In the above figure, the violet line is a direct interconnection between an ISP and a CDN. We have seen several cases where the ISP and the CDN had a peering war, where one party forced the other to take a longer and likely more noisy path (the orange path in figure). One of the first such cases to go mainstream was the tussle between Comcast and Level 3. In that case, and in many other cases, the longer route obviously also lowered the quality of the streaming, because of higher round trip times, queueing delays, and/or packet losses.
Understanding whether there is “throttling” of specific video streams has, therefore, increasingly become a hot policy issue. However, the change in the infrastructure that accompanied the expansion of already large CDNs has made the job of researchers operating with public measurement tools more complex. In many cases, it is either not possible or too expensive to deploy measurement servers near the data.
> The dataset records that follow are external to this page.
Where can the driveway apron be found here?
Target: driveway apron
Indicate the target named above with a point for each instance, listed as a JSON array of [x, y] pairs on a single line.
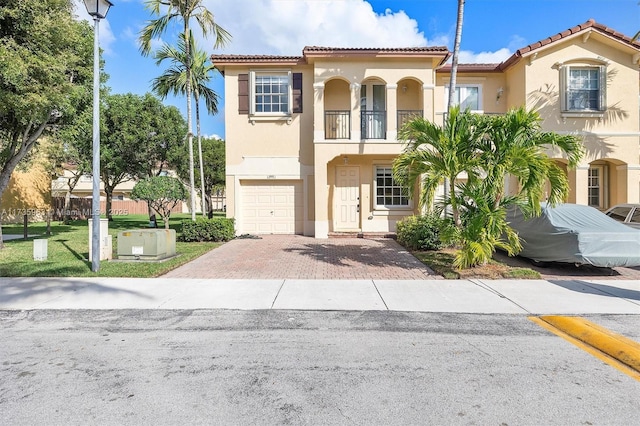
[[299, 257]]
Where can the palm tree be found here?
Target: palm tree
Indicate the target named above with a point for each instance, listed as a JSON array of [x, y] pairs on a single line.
[[170, 11], [434, 153], [454, 57], [174, 81], [454, 72], [514, 144], [487, 149]]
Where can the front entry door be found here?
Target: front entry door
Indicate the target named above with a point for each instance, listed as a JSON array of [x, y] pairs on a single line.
[[347, 199]]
One solution to this problem is to stream real content and measure its performance. This is what Sam Knows does, according to its own documentation, targeting YouTube, Netflix, BBC iPlayer and possibly other video streaming services. In addition to that, they also perform active measurements, presumably with Measurement Lab servers, that emulate video streaming (like the above mentioned Neubot DASH test does). Albeit this methodology is not open source, it should in principle be able to detect peering issues, because it measures the actual path.
Another leading tool in this space is WeHe. This app, supported by the French regulator ARCEP, basically “replays” the packets captured during a previous streaming session (e.g. with Netflix or YouTube) using as destination server a server controlled by the researchers rather than YouTube. (In the future, WeHe should use as destination Measurement Lab servers, so you can consider the blue flow in figure as a WeHe replay flow.) This has proven to be a good approach for detecting when ISPs throttle traffic directed to a specific service based on some feature of the traffic (e.g. the SNI in the TLS HELLO packet). In many regards, WeHe’s methodology is similar to Glasnost’s methodology and it is probably the best way to use existing platforms like Measurement Lab to measure throttling of video services. However, I still fail to see how this approach could detect a peering issue like the one in figure, because the network test and video streaming may in principle use two distinct network paths.
I ended my talk mentioning that one may be tempted to conclude that having measurement servers inside CDNs is the definitive way to spot interconnection issues. Since this seems to be complex to do, I said I believe that a mixture of techniques for detecting signature based throttling (like WeHe does), interconnection issues (by measuring the service directly like Sam Knows does), and baselines (like Sam Knows and Nebot DASH do) is probably a reasonable second best solution to address the video throttling policy question.